According to the statement of Barard, in 1906, Negro slavery is still prevalent throughout Marocco, and Negro women still populate the harems. "In the towns and plains, the present generations are pretty strongly colored by their infusion of black blood. But the mountainous tribes who represent three fourths of a Maroccan population have kept themselves almost free from mixture; white or blond, they always resemble, by the color of their skin or texture of hair, the Europeans of Germany or France rather than the Mediterraneans of Spain and Italy." In Tunis the open sale of slaves is pretty well suppressed, but in a modified form the trade continues. Vivian says: "By resorting to fictitious marriages, and other subterfuges, the owner of a harem may procure as many slaves as he pleases, and, once he has got them into his house, no one can possibly interfere to release them. Slaves can, of course, escape and claim protection from the Consulates, but, as a matter of fact, they are generally quite contented with their position and know that such action would only involve them in ruin." In all of the Barbary States the slave trade is at the present time under prohibition, although it has not been effectively suppressed in any of them. According to a recent statement in the Anti-slavery Reporter, "a sale of slaves among which some white women and children were included, took place in a Fondak (an enclosure for accommodation of travelers and animals) in Tangier in April last (1906) and the sale was reported in a local newspaper, Al Moghreb Al Aksa." In July of the same year it was reported that a young black girl had been brought to the city and sold as a slave. The sultan had issued orders to the customs officers and at the various ports to prevent the transport of slaves by sea, and in event of any person discovered to be bringing slaves by sea, to punish him and free the slaves in his possession.

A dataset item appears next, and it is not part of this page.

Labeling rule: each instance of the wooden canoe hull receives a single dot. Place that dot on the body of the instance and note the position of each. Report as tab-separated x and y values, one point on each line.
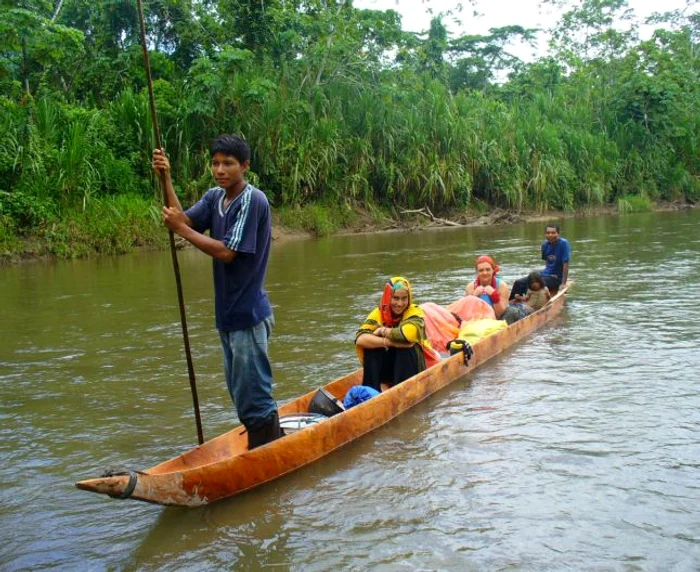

In July, 1906, the Anti-slavery Society of Italy published the particulars of a Turkish ship which left the port of Bengazi (Tripoli) for Constantinople with six slaves on board. Through the activity of the Society's agent the vessel was boarded and the slaves liberated.
Within the last decade the traffic in slaves across the desert has been limited to routes between the Niger and Marocco, and between Kuka and Tripoli. At the present time there are probably no regular slave routes across the desert. Owing to the activity of European consuls in Northwest Africa caravans have a precarious existence and no safe markets.
"Only a few years ago," says the Anti-slavery Reporter, "Timbuctu, the famous trade metropolis of Central Africa, was also the most active center of the slave trade. French occupation (1894) has put an end to that traffic, and it is extending the pax Gallica throughout the vast and fertile territory of the Niger where formerly anarchy and brutality reigned."[14]
JEROME DOWD,
Professor in the University of Oklahoma.
FOOTNOTES:
[1] Nieboer, "Slavery as an Industrial System," 257-348.
[2] "The Ewé Speaking Peoples," 222.
[3] "Historical Researches," 181.
[4] "Narrative of an American Sailor," 55.
[5] "Travels in North and Central Africa," II, 379.
[6] "Reise von Mittelmeer nach dem Tshad-See," I, 344.
[7] "Travels Through the Interior of Africa," 490.
[8] "An Account of the Empire of Morocco," 282.
[9] Ibid., 288.
[10] "Account of the Empire of Morocco," 292.